Sierra Leone. Malgré les condamnations prononcées dernièrement, l’impunité reste la règle

COMMUNIQUÉ DE PRESSE

La reconnaissance par le Tribunal spécial pour la Sierra Leone, ce mercredi 25 février 2009, de la culpabilité de trois membres haut placés du Front révolutionnaire uni (RUF) jugés pour crimes contre l’humanité et crimes de guerre, dont des viols et d’autres crimes à caractère sexuel, est une décision positive, mais qui reste insuffisante pour combattre l’impunité dans ce pays, a déclaré Amnesty International.

La chambre de première instance du Tribunal spécial a déclaré Issa Hassan Sesay, Morris Kallon et Augustine Gbao coupables de crimes contre l’humanité et de crimes de guerre commis pendant le conflit armé interne qui a déchiré la Sierra Leone entre 1991 et 2002.

Les accusés ont été jugés pénalement responsables, entre autres, d’homicides illégaux, de viol, de mariage forcé, d’actes de terrorisme, d’attaques contre des forces de maintien de la paix, de réduction en esclavage et d’autres actes inhumains – ce qui vient renforcer la condamnation internationale des crimes de violence sexuelle.

« En reconnaissant la culpabilité de ces personnes, le Tribunal spécial envoie un message clair à la communauté internationale en général et aux auteurs de crimes contre des Africains en particulier : les responsables de crimes relevant du droit international ne sauraient rester impunis », a déclaré Christopher Keith Hall, conseiller juridique d’Amnesty International.
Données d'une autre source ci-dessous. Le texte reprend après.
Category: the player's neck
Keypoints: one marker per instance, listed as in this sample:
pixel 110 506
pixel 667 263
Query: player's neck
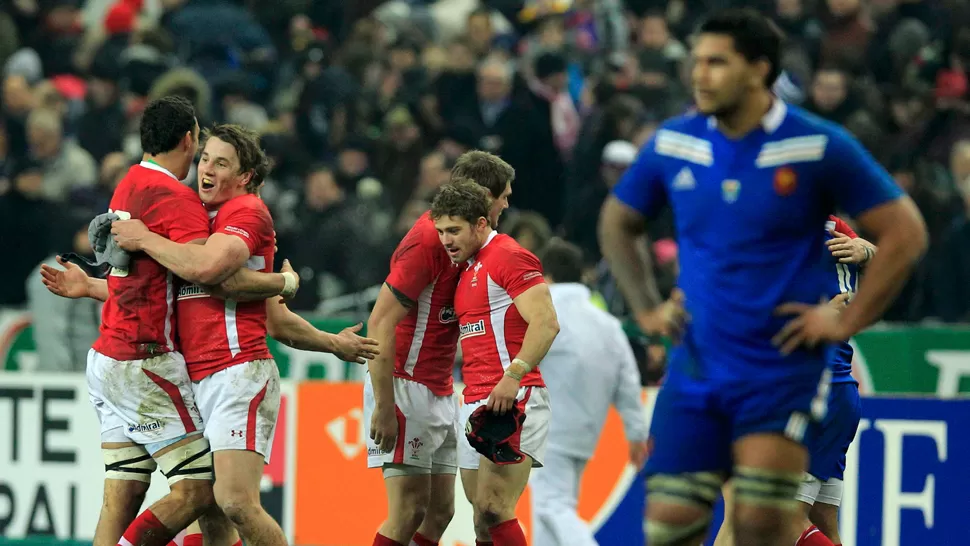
pixel 165 161
pixel 747 116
Cependant, l’organisation tient à souligner que seuls quelques-uns des principaux responsables présumés du conflit armé en Sierra Leone ont été traduits devant le Tribunal spécial.

Elle estime que de nombreuses autres personnes – peut-être plusieurs centaines – devraient faire l’objet d’une enquête en Sierra Leone ou dans tout autre pays disposé à exercer sa compétence universelle et, en cas de preuves suffisantes, être jugées dans le cadre de procès équitables sans encourir la peine de mort.
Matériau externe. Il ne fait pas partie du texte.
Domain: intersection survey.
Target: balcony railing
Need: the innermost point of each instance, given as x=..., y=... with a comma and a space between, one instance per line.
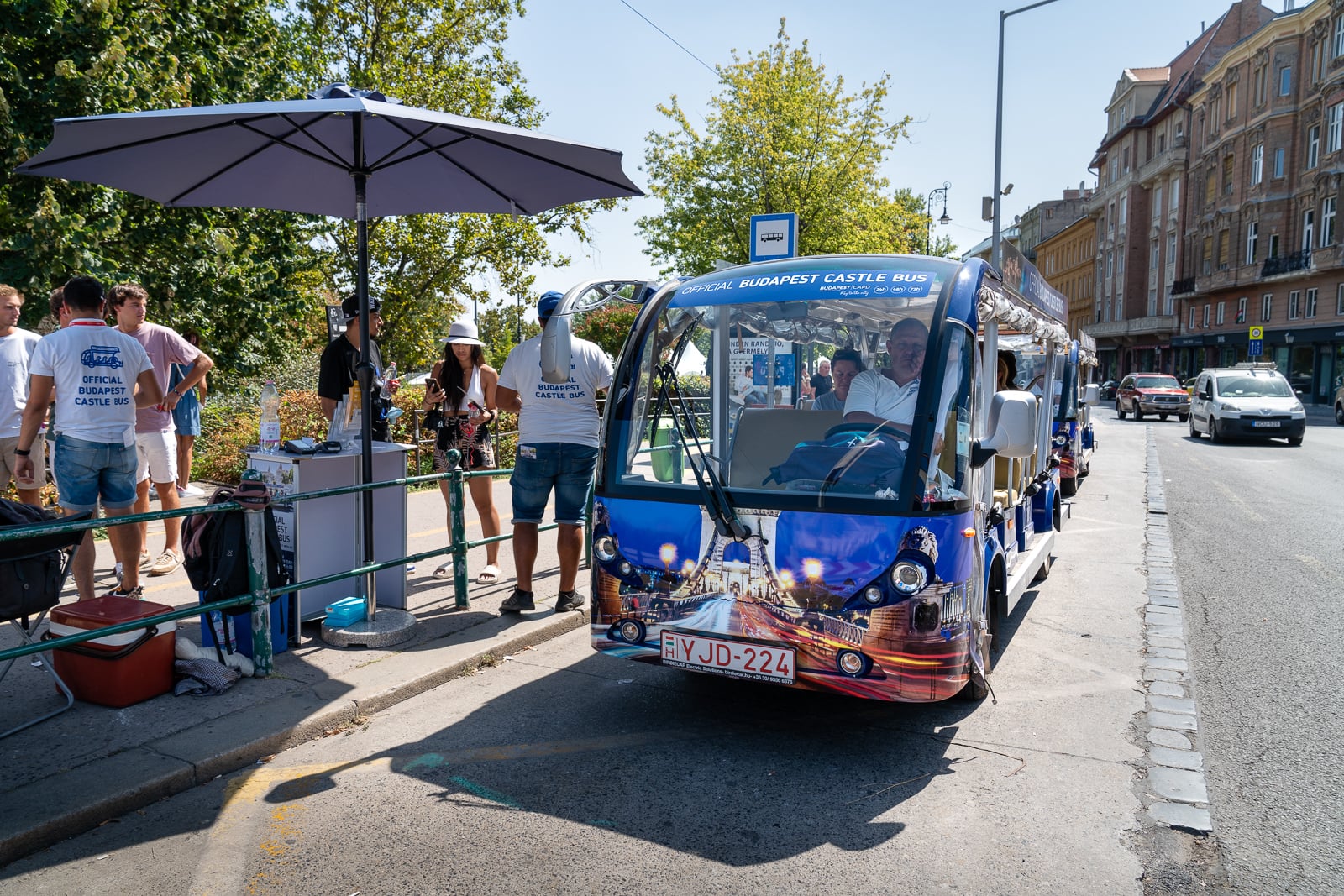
x=1287, y=264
Par ailleurs, en reconnaissant deux des trois accusés coupables d’avoir recruté ou enrôlé des enfants de moins de quinze ans dans des forces ou des groupes armés ou de les avoir utilisés dans les combats, la chambre de première instance a confirmé une nouvelle fois que ces actes étaient de graves crimes de guerre et que leurs auteurs devaient être condamnés à des peines tenant compte de cette gravité.

La décision du Tribunal spécial a aussi réaffirmé le principe selon lequel une amnistie accordée à une personne responsable de crimes relevant du droit international – comme c’est le cas en Sierra Leone et dans plusieurs autres États africains – n’est pas un obstacle à des poursuites en vertu de ce même droit.

En effet, l’Accord de Lomé en date du 7 juillet 1999 contient une clause d’amnistie interdisant toute poursuite devant un tribunal de Sierra Leone pour des crimes contre l’humanité, des crimes de guerre et d’autres crimes relevant du droit international. En outre, même si cette amnistie n’existait pas, de telles poursuites seraient impossibles car le droit national sierra-léonais ne reconnaît pas ces crimes.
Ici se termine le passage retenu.